UPDATE: Microsoft’s Marc Whitten confirmed the self-publishing part of the below report in the following statement provided to Engadget:
“Our vision is that every person can be a creator. That every Xbox One can be used for development. That every game and experience can take advantage of all of the features of Xbox One and Xbox Live. This means self-publishing. This means Kinect, the cloud, achievements. This means great discoverability on Xbox Live. We’ll have more details on the program and the timeline at gamescom in August.”
Since the launch of Xbox Live Arcade, Microsoft has required independent game developers to have an established publisher behind them in order to get distribution on the digital delivery service. Now, it seems Microsoft may be poised to change (yet another) controversial policy while streamlining the approval process for getting games onto its digital distribution service at the same time.
Game Informer reports that “sources” are saying Microsoft will soon announce that independent studios can release downloadable games directly on their systems without a publishing partner behind them. Indie self-publishers will reportedly be able to set their own release dates and pricing, loosening sometimes stifling XBLA timing requirements currently imposed by Microsoft. The tale of Super Meat Boy is one high-profile example of this. And the team behind Pid went as far as renting an XBLA slot from a publisher.

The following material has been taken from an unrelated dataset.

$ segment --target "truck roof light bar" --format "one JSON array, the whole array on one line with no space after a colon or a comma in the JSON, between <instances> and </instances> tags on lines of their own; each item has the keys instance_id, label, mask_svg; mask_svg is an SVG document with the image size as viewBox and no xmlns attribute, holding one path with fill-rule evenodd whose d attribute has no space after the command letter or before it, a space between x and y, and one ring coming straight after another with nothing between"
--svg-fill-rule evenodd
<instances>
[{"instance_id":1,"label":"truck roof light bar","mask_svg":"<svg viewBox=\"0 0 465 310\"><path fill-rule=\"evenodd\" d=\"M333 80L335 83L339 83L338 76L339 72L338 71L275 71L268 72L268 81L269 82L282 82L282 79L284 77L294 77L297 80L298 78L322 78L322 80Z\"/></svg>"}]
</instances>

The move comes after some high-profile grousing from a number of indie developers about the hurdles they face in publishing on the Xbox 360. Oddworld Inhabitants’ Lorne Lanning went so far as to tell Eurogamer that Microsoft has made it “very clear they’re not interested” in games from the “little guy.” The decision also follows an E3 where Sony devoted much more press conference time (and show floor space) to its substantial indie outreach efforts than Microsoft did.
Microsoft is reportedly set to “drastically overhaul” the process to certify games that go up on Xbox Live, streamlining the approval process to target an iTunes-style 14-day turnaround from submission to release. Rather than going over code with a fine-toothed comb, Microsoft will reportedly look for high-level terms of service violations and massive bugs instead. This should be welcome news to many developers who have described the process of getting their games on Xbox Live as “excruciating.”

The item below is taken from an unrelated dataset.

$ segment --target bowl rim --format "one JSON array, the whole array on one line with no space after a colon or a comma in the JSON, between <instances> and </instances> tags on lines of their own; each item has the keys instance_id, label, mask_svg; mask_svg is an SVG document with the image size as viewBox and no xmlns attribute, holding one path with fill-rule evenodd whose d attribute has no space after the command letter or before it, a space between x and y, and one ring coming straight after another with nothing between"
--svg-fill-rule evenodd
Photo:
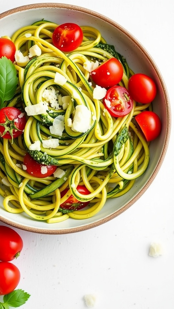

Game Informer’s sources suggest that Microsoft will have the ability to turn any Xbox One console into a “debug unit” that can play pre-release code for games still in development through an online authorization system based on console IDs. In addition to making it easier for indie developers to work on Xbox One games, this system could also allow developers to run limited beta tests on specifically authorized consoles. While Game Informer is reporting this information, it notes that it “can’t confirm” the details of the debug unit program.
While Microsoft’s strict certification requirements were always pretty overbearing, they made a bit more sense back in 2004. At that point, Microsoft launched Xbox Live Arcade as a brave new experiment in releasing a significant number of console games over the Internet. These days, when any developer can put a game on a variety of app stores with barely any barriers to entry, such tight, retail-style control over the downloadable game market seems especially antiquated.